How to extract top 5% number from matrix?

Xiuju · August 29, 2019, 8:22am

Hello,
I heve a matrix(4260*34), a part as follow:
brown grey yellow green white blue
A -1.149255e-03 2.860265e-03 9.198340e-04 5.144036e-03 0.0026969686 5.746249e-03
B -9.174336e-04 8.317152e-03 -1.360653e-03 6.653484e-03 0.0065084797 1.006139e-02
C -7.864003e-03 -1.925244e-02 -1.097666e-03 1.098523e-02 0.0322852911 -1.666910e-02
D -7.039214e-03 -1.279118e-02 -1.351395e-03 6.403375e-03 0.0063110152 -9.466401e-03
E -7.040558e-03 -1.679522e-02 5.303559e-03 2.541649e-02 0.0249588512 -1.357130e-02
F 3.566300e-04 1.973854e-03 6.582043e-03 1.015424e-02 -0.0035802723 3.627824e-03
G 3.268834e-03 -4.372850e-03 -6.720695e-03 2.718662e-03 -0.0045350115 3.312930e-03
H -1.655860e-04 6.670511e-03 1.830364e-03 9.082381e-03 0.0256364955 2.357959e-03
I 1.185147e-02 -2.999770e-04 -1.264101e-03 3.508225e-02 0.0210897963 -1.898114e-04
J 4.564741e-03 7.082577e-03 4.027961e-03 1.801338e-02 -0.0012343277 4.510357e-03
K -8.806285e-03 -1.694895e-02 -1.134117e-01 -1.529373e-01 -0.0765283194 -1.916946e-01
M 1.241366e-03 3.154813e-02 4.881584e-02 -1.303083e-02 -0.0133092729 -2.146324e-02

I want to extract top 5% number informations, the result as follow:
0.0026969686 A white
0.0065084797 B white
0.0322852911 C white
0.006311015 D white

But I don't know how to do this use R code. Can you help me?

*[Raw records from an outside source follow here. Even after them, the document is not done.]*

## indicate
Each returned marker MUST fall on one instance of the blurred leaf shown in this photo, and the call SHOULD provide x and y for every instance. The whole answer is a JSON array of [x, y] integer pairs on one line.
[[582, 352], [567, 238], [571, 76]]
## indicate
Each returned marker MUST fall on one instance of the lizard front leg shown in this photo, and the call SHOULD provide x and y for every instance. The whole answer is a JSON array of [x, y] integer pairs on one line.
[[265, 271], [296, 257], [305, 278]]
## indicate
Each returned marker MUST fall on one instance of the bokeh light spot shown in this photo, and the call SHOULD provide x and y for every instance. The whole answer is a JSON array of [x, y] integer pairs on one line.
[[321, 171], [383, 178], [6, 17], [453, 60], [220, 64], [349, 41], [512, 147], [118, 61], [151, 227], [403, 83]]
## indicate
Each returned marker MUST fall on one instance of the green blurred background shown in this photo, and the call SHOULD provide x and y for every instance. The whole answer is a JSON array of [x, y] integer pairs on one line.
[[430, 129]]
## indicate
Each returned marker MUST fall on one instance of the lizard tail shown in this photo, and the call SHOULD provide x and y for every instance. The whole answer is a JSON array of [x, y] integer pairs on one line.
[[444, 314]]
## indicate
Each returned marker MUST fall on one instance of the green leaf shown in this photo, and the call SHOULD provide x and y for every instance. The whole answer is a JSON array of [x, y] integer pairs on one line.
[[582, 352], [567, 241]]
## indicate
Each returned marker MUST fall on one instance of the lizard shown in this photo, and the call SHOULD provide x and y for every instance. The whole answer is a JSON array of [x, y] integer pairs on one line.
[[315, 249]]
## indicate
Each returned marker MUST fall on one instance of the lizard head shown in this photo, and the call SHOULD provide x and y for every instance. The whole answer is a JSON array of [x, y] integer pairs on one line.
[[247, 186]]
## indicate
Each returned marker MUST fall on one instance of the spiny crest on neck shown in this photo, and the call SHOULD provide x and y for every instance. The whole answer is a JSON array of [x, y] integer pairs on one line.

Cesc · August 29, 2019, 10:13am

Hi Xiuju, through your brief description I can't know your question(even the structure of the matrix) very much and I think it's a good idea to give more information here:

what's your column names of the matrix(Are they the color names)?
Are these letters your row names of matrix or are they just one of the attributes(i.e., a column)?
Are all the values in this matrix numbers?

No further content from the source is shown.